The report, the fourth annual profile by the Australian Mathematical Sciences Institute, found that maths had surpassed other sciences in Australian Research Council Discovery grants for four out of the past five years, with an average 28 per cent success rate compared with 21 per cent for other disciplines. It boasted the lowest cost per publication and the second highest citation rate of any Australian science, with Australian applied maths and statistics outperforming all 15 EU countries on citations.
“It’s an area where the outcomes are significant and the costs are low,” AMSI director Geoff Prince said. “It’s a good place for universities to invest because they can get runs on the board with the ARC and the government at low cost.”
Professor Prince said some universities had “woken up to this” and invested heavily in maths, including Wollongong, Newcastle and the Group of Eight members.

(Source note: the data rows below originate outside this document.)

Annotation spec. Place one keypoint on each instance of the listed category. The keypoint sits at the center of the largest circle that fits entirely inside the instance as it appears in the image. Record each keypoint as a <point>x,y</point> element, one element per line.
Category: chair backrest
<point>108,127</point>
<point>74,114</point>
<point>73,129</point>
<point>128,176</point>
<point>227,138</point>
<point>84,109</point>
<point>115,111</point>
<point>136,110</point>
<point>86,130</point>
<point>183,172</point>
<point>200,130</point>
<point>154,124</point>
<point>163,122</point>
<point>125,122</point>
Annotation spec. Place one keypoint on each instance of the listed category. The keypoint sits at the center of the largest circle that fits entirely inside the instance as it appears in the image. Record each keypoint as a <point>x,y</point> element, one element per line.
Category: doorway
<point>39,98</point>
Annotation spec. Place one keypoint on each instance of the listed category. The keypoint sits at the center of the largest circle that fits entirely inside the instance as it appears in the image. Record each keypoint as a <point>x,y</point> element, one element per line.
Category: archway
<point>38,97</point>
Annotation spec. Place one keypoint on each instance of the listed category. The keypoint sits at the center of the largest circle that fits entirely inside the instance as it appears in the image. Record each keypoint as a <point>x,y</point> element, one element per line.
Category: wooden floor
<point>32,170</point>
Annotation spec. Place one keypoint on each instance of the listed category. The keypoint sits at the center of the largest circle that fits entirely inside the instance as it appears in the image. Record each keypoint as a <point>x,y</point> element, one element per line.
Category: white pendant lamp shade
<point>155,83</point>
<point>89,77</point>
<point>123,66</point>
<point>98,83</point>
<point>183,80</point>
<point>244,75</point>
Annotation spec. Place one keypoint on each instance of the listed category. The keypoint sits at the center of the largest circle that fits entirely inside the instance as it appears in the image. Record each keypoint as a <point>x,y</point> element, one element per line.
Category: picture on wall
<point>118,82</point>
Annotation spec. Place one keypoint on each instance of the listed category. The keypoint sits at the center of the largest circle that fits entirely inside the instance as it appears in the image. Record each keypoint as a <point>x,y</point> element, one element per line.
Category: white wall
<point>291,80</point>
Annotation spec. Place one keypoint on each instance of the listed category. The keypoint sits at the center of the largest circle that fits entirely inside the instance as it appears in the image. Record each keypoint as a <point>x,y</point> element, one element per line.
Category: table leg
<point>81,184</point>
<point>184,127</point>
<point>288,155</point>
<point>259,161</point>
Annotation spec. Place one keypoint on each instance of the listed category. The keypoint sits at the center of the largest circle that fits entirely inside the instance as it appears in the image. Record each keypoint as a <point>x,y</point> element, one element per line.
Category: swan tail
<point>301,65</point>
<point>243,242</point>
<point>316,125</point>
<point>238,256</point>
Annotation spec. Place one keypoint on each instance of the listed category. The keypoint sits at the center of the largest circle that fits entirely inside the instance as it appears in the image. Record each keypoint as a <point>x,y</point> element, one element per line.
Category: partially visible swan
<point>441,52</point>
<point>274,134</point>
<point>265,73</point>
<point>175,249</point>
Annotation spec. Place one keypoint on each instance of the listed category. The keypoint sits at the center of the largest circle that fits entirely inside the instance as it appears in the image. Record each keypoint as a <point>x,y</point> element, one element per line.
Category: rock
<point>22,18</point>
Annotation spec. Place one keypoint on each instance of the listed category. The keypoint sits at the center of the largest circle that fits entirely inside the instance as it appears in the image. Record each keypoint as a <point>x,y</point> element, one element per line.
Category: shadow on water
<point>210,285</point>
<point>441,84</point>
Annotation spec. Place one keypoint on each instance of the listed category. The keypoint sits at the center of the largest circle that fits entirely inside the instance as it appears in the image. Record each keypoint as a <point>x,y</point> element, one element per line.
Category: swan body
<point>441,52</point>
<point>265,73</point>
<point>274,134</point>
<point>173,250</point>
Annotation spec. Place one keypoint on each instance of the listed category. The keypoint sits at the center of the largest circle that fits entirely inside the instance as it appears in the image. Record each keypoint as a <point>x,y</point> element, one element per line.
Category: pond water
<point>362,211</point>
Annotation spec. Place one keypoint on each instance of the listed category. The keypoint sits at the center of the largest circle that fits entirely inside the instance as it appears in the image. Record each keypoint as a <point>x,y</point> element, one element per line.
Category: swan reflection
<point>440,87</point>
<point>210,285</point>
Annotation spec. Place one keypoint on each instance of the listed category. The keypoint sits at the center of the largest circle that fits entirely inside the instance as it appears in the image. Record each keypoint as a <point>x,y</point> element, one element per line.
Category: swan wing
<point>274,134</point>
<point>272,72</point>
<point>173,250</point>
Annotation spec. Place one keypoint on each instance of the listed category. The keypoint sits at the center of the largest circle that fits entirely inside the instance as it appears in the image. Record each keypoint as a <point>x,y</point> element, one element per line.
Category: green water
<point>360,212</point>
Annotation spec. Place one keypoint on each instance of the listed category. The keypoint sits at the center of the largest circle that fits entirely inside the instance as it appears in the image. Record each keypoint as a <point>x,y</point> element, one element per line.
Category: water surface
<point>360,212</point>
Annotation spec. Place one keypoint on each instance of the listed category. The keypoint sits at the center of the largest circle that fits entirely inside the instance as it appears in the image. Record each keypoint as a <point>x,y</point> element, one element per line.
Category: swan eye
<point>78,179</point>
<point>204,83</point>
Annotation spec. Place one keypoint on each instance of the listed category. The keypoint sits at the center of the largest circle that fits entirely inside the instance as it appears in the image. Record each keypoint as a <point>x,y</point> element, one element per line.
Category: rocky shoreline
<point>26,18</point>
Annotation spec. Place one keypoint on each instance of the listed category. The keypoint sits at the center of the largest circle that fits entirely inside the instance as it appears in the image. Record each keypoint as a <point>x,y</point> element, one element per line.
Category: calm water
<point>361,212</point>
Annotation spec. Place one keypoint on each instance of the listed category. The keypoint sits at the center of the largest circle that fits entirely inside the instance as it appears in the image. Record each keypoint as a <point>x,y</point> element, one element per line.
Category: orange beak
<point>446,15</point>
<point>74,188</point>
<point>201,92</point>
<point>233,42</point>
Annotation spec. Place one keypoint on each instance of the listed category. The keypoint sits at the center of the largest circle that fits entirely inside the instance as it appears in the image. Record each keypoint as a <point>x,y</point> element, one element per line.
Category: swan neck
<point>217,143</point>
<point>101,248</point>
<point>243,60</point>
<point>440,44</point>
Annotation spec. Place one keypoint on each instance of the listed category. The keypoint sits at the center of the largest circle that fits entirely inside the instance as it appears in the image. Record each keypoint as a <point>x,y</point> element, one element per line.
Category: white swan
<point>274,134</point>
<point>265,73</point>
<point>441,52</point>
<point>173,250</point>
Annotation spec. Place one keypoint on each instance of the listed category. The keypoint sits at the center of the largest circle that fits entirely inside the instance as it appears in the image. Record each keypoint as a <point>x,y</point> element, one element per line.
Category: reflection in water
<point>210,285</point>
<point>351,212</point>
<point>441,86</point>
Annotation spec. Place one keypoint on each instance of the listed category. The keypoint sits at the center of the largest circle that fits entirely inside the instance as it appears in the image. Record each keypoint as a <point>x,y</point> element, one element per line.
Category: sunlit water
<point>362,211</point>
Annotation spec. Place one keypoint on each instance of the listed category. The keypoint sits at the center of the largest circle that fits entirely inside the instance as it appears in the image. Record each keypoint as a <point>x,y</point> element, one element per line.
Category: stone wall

Yet the report found that maths attracted the lowest share of public research expenditure of any science and technology discipline, at just 1.7 per cent, and Australian entry into maths degrees was less than half the OECD average.
The AMSI report found that the problems arose early, with a lack of specialist maths teachers at high school and plunging participation in intermediate and advanced maths at higher school level — fuelled by historically low insistence on prerequisites, with 86 per cent of science degrees not even mandating intermediate maths.
“I despair of the system when it does this,” Professor Prince said. “It sees this shrinking cohort, so it wriggles out of what could be a crisis in student numbers in science by dropping the prerequisites.”